Michael has reported on weather forecasting, wildfire fighting, drones, kiteboarding in Brazil, the neuroscience of fear, uncontacted jungle tribes, selling the sun, mountain climbing in Costa Rica, science at the South Pole, rafting in Alaska, satellite gorilla tracking in Rwanda, trekking in Peru, the end of the F-15 dogfighters, Venezuelan hideaways, illegal cypress logging, remote private islands, pirate treasure hunting, the search for Steve Fossett, zero-gravity sex, and secured an exclusive interview with an electrical engineer about to implant a microchip in his forearm.
His articles have appeared in more than 25 national publications including Outside, Wired, The New York Times Magazine, Newsweek, OnEarth, Men’s Journal, Men’s Health, Mother Jones, Bloomberg Businessweek, Skiing, Popular Science, The Economist, Backpacker, National Geographic Adventure, Discover, Air & Space, and Smithsonian. Michael is a featured writer on Byliner. He also contributed to the book Imagine, Design, Create: How Designers, Architects, and Engineers Are Changing Our World, with a chapter about the X-Prize Foundation and its founder, Peter Diamandis.
Born in Seattle, Michael has lived in San Francisco, Santa Fe, Chicago, London, and visited more than 75 countries.
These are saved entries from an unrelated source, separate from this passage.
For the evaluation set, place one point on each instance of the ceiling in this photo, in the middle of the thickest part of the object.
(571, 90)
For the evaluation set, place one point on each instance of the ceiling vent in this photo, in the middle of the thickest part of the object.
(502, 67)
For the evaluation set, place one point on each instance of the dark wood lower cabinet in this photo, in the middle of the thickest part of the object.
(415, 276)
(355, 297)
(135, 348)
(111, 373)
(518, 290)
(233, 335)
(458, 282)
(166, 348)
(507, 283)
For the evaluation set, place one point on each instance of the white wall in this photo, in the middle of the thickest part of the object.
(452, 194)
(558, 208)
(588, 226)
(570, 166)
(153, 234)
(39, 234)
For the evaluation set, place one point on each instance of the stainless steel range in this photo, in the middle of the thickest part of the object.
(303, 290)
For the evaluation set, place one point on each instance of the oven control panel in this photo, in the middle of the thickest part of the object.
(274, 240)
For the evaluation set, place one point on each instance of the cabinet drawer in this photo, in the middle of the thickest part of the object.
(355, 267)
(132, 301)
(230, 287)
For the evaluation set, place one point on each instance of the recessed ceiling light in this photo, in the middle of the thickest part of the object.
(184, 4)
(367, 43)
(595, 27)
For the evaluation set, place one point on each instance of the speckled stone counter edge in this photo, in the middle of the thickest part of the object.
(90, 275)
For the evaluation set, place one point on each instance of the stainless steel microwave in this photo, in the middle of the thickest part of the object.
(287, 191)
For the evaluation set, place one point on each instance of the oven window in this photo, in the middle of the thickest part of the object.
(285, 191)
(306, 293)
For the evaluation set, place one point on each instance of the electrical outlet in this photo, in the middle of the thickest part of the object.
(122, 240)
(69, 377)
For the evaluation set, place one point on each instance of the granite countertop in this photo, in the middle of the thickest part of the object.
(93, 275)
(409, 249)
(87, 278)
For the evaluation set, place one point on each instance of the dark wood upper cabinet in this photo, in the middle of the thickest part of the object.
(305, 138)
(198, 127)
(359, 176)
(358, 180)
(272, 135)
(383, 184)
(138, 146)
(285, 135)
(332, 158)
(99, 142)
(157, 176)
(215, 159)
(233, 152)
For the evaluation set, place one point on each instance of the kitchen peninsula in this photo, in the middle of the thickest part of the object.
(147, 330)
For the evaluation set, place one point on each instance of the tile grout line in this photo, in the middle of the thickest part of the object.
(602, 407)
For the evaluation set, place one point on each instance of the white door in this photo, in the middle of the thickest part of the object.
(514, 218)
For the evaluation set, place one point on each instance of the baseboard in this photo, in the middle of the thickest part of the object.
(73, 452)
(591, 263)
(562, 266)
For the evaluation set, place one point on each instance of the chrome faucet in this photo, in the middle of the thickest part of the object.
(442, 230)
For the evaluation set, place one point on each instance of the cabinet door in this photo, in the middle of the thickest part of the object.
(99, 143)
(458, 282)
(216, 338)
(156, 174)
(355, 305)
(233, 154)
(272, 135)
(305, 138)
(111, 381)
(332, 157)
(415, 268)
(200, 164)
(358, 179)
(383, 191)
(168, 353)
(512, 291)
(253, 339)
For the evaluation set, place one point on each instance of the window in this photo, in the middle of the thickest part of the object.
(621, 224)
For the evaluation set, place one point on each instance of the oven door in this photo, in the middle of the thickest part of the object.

His latest assignments have taken Michael throughout the U.S., and internationally to Venezuela, Cuba, Kiritimati, Peru, New Zealand, Panama, New Guinea, Costa Rica, Bali, and the Seychelles. In New Guinea, he accompanied a group of wealthy tourists into the jungle in search of uncontacted native tribes.
The New Guinea article—first published in Outside magazine and later reprinted in the London Observer—attracted international media attention. National Public Radio, Boston’s WBUR, and Dublin’s NewsTalk 106 interviewed Michael on-air about the jungle trek. He’s also discussed his writing on Radio New Zealand’s “This Way Up,” and appeared on CNN and the CBS “Early Show.”
Michael earned a master’s degree in journalism from the Medill School of Journalism at Northwestern University and holds a bachelor’s degree in writing and literature from the University of Washington’s College of Arts and Sciences. Michael won a gold medal for feature writing from the North American Travel Journalists Association for his 2012 article about astronaut training for Virgin Galactic’s space tourists. Michael’s editors have nominated his articles for two National Magazine Awards and the Grantham Prize for Excellence in Reporting on the Environment. His work is also featured in The Best American Travel Writing, The Best American Science and Nature Writing, and The Best of Technology Writing anthologies.